When Saint Luke’s Hospital System wanted to provide an additional service in the Kansas City metro area, deciding to build in Kansas rather than Missouri was an easy choice. The hospital system hosted a ribbon-cutting for its state-of-the-art Saint Luke’s Rehabilitation Institute in August. The destination facility will draw patients from the Kansas City metro and beyond to utilize its leading-edge neuro-robotic equipment, participate in the latest clinical trials and to recover from brain and spinal injuries. 

“Clearly, the ability to build without state approval was a large reason why we ended up building in Kansas,” he said.

Though proposals to change or repeal Missouri’s certificate-of-need regulations are sometimes introduced in the state legislature, they don’t get much traction, according to Ishmael. Existing hospitals and medical facilities typically balk at the possible competition.

“Certificate of Need puts a thumb on the scale for a relatively small number of well-represented business interests,” he says. “It’s against the interests of the public whose health care is on the line.”

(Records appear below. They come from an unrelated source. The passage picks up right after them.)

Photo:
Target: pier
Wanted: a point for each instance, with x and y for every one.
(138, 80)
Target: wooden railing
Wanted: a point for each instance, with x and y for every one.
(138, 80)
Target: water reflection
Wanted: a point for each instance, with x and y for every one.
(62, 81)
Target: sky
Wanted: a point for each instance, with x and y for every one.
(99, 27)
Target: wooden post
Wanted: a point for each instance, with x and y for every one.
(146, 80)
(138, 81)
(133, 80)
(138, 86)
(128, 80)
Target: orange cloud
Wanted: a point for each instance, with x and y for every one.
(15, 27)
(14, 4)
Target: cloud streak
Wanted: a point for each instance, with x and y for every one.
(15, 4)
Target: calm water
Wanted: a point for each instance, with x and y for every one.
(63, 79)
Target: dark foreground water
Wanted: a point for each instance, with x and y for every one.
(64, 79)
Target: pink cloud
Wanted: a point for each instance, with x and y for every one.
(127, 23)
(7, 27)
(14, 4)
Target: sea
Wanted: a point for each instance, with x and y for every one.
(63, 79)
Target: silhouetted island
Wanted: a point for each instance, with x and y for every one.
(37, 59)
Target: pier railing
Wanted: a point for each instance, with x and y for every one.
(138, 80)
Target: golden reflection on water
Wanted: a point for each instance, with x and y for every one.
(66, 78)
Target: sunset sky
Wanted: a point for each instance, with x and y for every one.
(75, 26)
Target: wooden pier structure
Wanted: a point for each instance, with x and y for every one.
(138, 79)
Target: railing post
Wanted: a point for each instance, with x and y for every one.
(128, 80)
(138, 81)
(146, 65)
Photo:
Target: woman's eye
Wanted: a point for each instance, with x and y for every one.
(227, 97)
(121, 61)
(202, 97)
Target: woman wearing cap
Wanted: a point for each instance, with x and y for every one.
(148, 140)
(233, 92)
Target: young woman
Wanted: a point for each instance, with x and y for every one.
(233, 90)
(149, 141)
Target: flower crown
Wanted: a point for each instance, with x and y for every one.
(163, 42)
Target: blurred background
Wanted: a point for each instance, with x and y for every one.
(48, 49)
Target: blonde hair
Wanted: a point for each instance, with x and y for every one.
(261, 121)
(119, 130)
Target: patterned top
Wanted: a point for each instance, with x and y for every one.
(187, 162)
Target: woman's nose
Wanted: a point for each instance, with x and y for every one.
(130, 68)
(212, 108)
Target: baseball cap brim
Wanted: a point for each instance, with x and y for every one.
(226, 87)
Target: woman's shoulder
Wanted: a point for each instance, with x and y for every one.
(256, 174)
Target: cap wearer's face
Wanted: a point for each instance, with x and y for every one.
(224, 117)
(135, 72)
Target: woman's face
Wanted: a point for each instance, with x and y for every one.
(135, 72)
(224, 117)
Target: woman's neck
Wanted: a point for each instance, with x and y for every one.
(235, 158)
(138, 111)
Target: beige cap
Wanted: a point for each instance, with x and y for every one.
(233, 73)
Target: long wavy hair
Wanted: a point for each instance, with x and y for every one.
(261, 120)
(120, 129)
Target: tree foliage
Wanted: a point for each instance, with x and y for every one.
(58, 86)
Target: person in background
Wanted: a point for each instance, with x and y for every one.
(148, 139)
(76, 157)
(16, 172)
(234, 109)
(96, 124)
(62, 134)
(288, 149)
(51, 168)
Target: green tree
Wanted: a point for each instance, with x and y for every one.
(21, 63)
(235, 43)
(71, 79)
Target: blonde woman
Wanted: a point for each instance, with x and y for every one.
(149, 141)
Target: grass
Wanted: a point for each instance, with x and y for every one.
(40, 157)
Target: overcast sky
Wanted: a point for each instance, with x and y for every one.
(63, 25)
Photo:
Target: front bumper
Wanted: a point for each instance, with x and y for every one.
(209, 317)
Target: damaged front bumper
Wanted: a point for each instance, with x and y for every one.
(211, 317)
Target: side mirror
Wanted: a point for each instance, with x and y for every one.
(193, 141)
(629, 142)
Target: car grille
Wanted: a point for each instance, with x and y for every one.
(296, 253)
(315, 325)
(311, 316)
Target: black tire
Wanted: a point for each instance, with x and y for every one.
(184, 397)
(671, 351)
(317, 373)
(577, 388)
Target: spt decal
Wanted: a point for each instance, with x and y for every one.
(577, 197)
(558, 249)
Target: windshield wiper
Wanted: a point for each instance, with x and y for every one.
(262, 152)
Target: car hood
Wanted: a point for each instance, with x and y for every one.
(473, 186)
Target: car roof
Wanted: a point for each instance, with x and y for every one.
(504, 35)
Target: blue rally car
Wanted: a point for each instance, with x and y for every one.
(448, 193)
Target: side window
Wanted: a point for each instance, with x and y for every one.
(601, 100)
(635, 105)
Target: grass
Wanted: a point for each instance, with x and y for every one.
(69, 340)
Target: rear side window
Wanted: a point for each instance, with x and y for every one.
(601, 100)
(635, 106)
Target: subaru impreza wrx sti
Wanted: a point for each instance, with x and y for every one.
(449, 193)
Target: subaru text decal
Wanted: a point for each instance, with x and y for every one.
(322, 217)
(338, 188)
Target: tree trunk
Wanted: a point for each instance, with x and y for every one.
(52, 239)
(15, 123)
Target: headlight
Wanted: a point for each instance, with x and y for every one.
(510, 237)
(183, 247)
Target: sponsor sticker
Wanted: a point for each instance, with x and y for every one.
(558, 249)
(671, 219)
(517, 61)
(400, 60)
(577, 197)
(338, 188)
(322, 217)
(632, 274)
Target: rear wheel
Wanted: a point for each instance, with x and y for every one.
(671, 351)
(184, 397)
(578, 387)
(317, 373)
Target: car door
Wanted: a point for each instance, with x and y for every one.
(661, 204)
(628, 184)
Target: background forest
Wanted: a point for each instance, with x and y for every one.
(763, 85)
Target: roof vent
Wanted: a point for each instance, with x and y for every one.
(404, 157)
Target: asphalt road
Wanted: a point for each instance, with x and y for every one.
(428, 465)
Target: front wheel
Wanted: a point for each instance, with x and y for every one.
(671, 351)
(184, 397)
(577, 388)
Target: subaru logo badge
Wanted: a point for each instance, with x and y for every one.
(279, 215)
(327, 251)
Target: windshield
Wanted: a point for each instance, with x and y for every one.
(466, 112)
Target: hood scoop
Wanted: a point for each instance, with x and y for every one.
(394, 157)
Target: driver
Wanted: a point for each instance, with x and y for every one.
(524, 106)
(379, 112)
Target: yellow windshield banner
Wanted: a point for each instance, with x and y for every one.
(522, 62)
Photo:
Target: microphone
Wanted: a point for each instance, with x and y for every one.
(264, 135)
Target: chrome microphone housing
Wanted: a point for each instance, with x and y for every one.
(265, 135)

The Border War ceasefire ended the use of state incentives to lure businesses from one state to hop the Missouri-Kansas border, but Missouri health care facilities are prohibited from receiving incentives from the state either way. 

Ishmael says the agreement between Govs. Laura Kelly and Mike Parsons is a step in the right direction, despite it leaving health care facilities out of the equation.

“Time will tell how durable this truce is,” he said.